Vai que é arte do cão!

Mas que nada! Ele aceitou faceiro o singelo convite e, com um pulinho certeiro, abancou-se no galho.

A casa, imediatamente, virou-se em cuidados e salamaleques, todos nós ocupados com a visita, um bichinho encantador, tão pequeno e tão leve, com tanta personalidade.

Que será que ele come, será que toma café? E vai dormir onde?

Comeu que ficou bronco: arroz, semente de girassol amassada e farofa de bolacha Cream Cracker, levadas até o seu minúsculo bico na palma da minha mão. Bicadinhas leves, naturais, vindas da mais delicada mansidão interior. Depois, num copinho de tomar pinga, bebeu água e arrotou com certo espalhafato, o que comprovava o grau de confiança entre ele e os seus anfitriões.

Ontem à noite, só ele conseguiu dormir nesta casa abençoada! Vez por outra alguém se levantava, pé-ante-pé até a biblioteca para ver se o galho, enfiado entre os livros, ainda estava ocupado. Lá estava ele, indiferente aos chamegos domésticos, não se abalava nem com a nossa chatice ao tentar acordá-lo com toisinhas binitas, na língua dos bebês. Tunco! E enfiava o bico no próprio cangote, como gostam de dormir os periquitos.
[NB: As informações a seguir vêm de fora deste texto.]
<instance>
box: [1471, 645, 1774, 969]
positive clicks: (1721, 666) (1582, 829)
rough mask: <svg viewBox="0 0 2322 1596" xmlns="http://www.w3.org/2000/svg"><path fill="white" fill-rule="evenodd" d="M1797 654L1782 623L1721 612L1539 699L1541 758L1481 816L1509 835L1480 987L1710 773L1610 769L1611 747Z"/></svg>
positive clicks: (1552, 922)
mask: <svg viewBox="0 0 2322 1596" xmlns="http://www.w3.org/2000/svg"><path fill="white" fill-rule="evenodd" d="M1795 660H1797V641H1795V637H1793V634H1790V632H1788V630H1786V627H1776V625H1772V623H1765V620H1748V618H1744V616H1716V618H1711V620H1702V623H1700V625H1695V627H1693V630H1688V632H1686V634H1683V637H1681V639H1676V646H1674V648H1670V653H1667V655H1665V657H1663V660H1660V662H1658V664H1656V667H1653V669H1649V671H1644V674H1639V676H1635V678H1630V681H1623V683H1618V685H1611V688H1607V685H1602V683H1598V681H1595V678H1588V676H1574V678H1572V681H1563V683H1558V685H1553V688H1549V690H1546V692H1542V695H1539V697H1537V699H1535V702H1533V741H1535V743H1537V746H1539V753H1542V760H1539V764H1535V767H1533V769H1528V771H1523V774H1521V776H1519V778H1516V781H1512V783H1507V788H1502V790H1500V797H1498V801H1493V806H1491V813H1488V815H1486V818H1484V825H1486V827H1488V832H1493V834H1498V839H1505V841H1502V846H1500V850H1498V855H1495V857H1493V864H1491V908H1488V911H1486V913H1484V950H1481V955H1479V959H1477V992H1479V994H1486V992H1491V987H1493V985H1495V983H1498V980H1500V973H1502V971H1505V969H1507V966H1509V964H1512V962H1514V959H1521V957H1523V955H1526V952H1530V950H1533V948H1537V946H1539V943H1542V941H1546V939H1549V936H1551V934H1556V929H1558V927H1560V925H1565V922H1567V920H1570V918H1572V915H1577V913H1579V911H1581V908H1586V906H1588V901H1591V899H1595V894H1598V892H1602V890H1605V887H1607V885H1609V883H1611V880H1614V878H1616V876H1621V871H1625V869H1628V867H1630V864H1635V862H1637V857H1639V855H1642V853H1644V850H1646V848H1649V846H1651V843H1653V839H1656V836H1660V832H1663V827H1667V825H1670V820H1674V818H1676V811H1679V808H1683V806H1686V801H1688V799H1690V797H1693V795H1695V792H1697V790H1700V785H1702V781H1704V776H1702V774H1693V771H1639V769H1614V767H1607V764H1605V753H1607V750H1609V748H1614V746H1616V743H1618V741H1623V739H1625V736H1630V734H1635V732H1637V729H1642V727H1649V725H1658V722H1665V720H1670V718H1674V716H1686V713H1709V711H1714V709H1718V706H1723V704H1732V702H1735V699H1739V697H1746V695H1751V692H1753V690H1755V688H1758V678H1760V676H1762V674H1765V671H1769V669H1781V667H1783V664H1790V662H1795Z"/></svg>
Cinco horas da manhã cantava estridente, solicitando a nossa atenção. Queria comer. De novo lá vou eu com a palma da mão, aproveitando-me da sua confiança para tocar com a ponta dos dedos naquela imponente coisinha viva. liberta de compromissos e preocupações que estava ali, mas podia ir-se embora quando bem quisesse, sem carregar saudades nem gratidões.

Foi-se no começo da tarde, quando já havíamos comprado comida apropriada no mercadinho e já engendrávamos planos para conte-lo entre nós.

Subiu na minha mão, deu umas corridinhas pelo braço, depois voltou ao galho de arruda e inventou uma dancinha de baile funk com o rabo balançando agoniado e voou para o sol da tarde.

Como se vê, nada de extraordinário aconteceu, mas a poesia tem dessas coisas.